Doctors warn us to leave Earlax Alone. Why does no one listen?

Nowadays, many people do not know how useful earwax is, but on the day when it was used even as a means to calm the wounds of ancient doctors. Some even believed that his taste could serve a diagnostic purpose, according to one doctor, if he had a sweet taste, death was close to their patient.

Nevertheless, people still go to extreme measures to get rid of ear wax – or, as doctors call it – despite the fact that it has healing properties. There are some extraordinary stories about what people use to remove it, some even too ridiculous to be true.

When asked what his patients use to remove earwax, Dr. David Young, an otolaryngologist from the Massachusetts Eye and Ear, said:

“You name it: pins, pencils, pens. Some construction workers say: “Gently, with nails.” I saw and heard all this. ”

If you are among those who have this habit of inserting sharp objects into your ears, softly or otherwise, there is a new guide from the American Academy of Otolaryngology, in which you clearly do not recommend trying to remove earwax. Do not even use Q-tips as soft and soft, as they look, they can do more harm than good.

For the uninformed, we need to indicate that this recommendation is not new. Over a hundred years ago, in 1901, the monthly Medical Brief advised its readers that “when removing a damaged cerine, little attention should be paid to as few instruments as possible. Great harm is often preceded by the use of probes, forceps and hooks in untrained hands. ”

On Wednesday, December 13, 2006, at an exhibition at the Delaware Technical and Community College in Georgetown, Delaware, a threatening set of 22-carat gold 22-karat gold with a whistle, toothpick, ear spoon and finger was exposed.

This medical advice has been consistent for over a hundred years, so we must assume that this is the best course of action. Why do people continue to insert foreign bodies into the ear canals, if they know it’s wrong? Dr. Jung’s patients were recommended, but they still do not follow his recommendation and still do it.

The new guidelines mention a study entitled “What medical workers in the training hospital of the University. Jos put in ears “- where it is reported that more than 90% of the participants (the medical staff of the medical center) admitted that they cleaned the ear canals With objects like Q-tips or matches.

“When you put it on the inside of your ear and move around, it feels good, it becomes a sensual thing. You become like a drug addict, a cigarette smoker, “says Dr. Vito Forte, professor of otorhinolaryngology at the University of Toronto, who also runs OtoSim, which makes the simulator for ear exams.

Let’s talk about anatomy and see how it all works and why it is not recommended to remove earwax.

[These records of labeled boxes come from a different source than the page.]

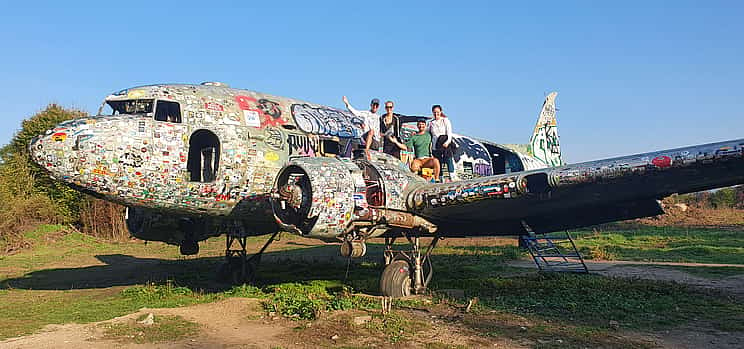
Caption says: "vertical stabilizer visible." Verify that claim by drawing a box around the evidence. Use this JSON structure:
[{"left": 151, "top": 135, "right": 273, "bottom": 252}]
[{"left": 528, "top": 92, "right": 563, "bottom": 167}]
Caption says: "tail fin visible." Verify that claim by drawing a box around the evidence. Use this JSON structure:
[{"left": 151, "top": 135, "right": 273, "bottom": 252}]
[{"left": 528, "top": 92, "right": 563, "bottom": 167}]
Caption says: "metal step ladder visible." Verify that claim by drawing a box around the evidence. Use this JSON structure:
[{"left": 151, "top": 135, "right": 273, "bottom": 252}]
[{"left": 519, "top": 222, "right": 589, "bottom": 273}]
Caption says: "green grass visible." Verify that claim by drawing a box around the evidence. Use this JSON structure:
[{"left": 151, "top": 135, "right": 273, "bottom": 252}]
[
  {"left": 448, "top": 275, "right": 744, "bottom": 329},
  {"left": 631, "top": 265, "right": 744, "bottom": 280},
  {"left": 572, "top": 227, "right": 744, "bottom": 264},
  {"left": 0, "top": 283, "right": 256, "bottom": 338},
  {"left": 364, "top": 312, "right": 431, "bottom": 344},
  {"left": 101, "top": 315, "right": 199, "bottom": 344}
]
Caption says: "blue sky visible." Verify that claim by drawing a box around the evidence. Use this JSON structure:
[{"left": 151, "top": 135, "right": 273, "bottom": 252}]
[{"left": 0, "top": 1, "right": 744, "bottom": 162}]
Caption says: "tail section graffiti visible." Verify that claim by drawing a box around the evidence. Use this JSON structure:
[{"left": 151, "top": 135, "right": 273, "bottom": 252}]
[{"left": 528, "top": 92, "right": 563, "bottom": 167}]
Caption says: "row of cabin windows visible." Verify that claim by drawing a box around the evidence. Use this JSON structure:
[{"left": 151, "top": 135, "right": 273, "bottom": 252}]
[{"left": 106, "top": 99, "right": 181, "bottom": 123}]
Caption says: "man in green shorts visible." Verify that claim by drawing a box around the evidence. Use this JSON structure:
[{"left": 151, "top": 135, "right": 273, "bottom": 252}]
[{"left": 406, "top": 119, "right": 441, "bottom": 178}]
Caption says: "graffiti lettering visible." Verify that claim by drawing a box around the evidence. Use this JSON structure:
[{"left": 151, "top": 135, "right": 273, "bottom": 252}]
[
  {"left": 258, "top": 99, "right": 282, "bottom": 119},
  {"left": 473, "top": 164, "right": 492, "bottom": 176},
  {"left": 266, "top": 127, "right": 284, "bottom": 150},
  {"left": 235, "top": 96, "right": 286, "bottom": 127},
  {"left": 292, "top": 104, "right": 364, "bottom": 138},
  {"left": 287, "top": 135, "right": 318, "bottom": 156},
  {"left": 454, "top": 137, "right": 491, "bottom": 162},
  {"left": 531, "top": 123, "right": 563, "bottom": 166},
  {"left": 119, "top": 153, "right": 142, "bottom": 167}
]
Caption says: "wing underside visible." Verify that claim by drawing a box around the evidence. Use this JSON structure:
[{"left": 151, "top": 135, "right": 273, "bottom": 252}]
[{"left": 409, "top": 139, "right": 744, "bottom": 236}]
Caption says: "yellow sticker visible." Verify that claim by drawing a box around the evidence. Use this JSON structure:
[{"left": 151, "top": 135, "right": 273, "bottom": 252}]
[{"left": 127, "top": 90, "right": 145, "bottom": 98}]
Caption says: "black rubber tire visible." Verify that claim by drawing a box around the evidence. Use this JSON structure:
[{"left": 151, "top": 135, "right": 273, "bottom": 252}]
[
  {"left": 217, "top": 263, "right": 232, "bottom": 283},
  {"left": 380, "top": 260, "right": 411, "bottom": 298}
]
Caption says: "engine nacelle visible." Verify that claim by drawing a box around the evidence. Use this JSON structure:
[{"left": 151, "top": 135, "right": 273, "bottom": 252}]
[
  {"left": 126, "top": 207, "right": 221, "bottom": 245},
  {"left": 272, "top": 153, "right": 425, "bottom": 238}
]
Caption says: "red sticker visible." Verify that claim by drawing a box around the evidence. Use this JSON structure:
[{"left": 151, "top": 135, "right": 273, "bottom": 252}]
[
  {"left": 204, "top": 101, "right": 224, "bottom": 111},
  {"left": 651, "top": 156, "right": 672, "bottom": 168}
]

The ear canal is a tube closed at one end by your eardrum. When we say or chew, the movement moves the wax in the direction of the hole so that your hearing does not deteriorate. But when we “clean” it with Q-tip or other ingenious device, we actually push earwax where it should not be, and often we create hardened balls of wax. When this happens, you need to contact an otolaryngologist who can use a tiny suction forceps or a beak to pull it out.

If you thought it was a rarity, think again. According to statistics, in 2012, Medicare paid almost $ 47 million to remove more than a million ear-balls. Of course, they were not caused by naughty cleaning products for the ears, but the choice and scratching of earwax is likely to be part of the problem.

The main problem is not that the Q-tips and other devices for cleaning the earwax are ineffective, but can have serious consequences. Dr. Seth Schwartz, an otolaryngologist at the Virginia Mason Medical Center in Seattle and the first author of the revised recommendations, said: “Although the cotton swabs are rather soft, the skin in the canal is very thin and easily scratched and rubbed. This can be quite painful, but can also lead to infection. And you could injure the eardrum.

People clean their ears in Chengdu, China.

In the worst case scenario, Dr. Schwartz says that the only option is an operation in which they take out the tympanic membrane and repair it with pieces of the patient’s tissue.

These new guidelines were carefully drafted so that even an unscientific community could finally understand them, and we can only hope that the information will pass, and medical advice that has been ignored for decades will finally be observed.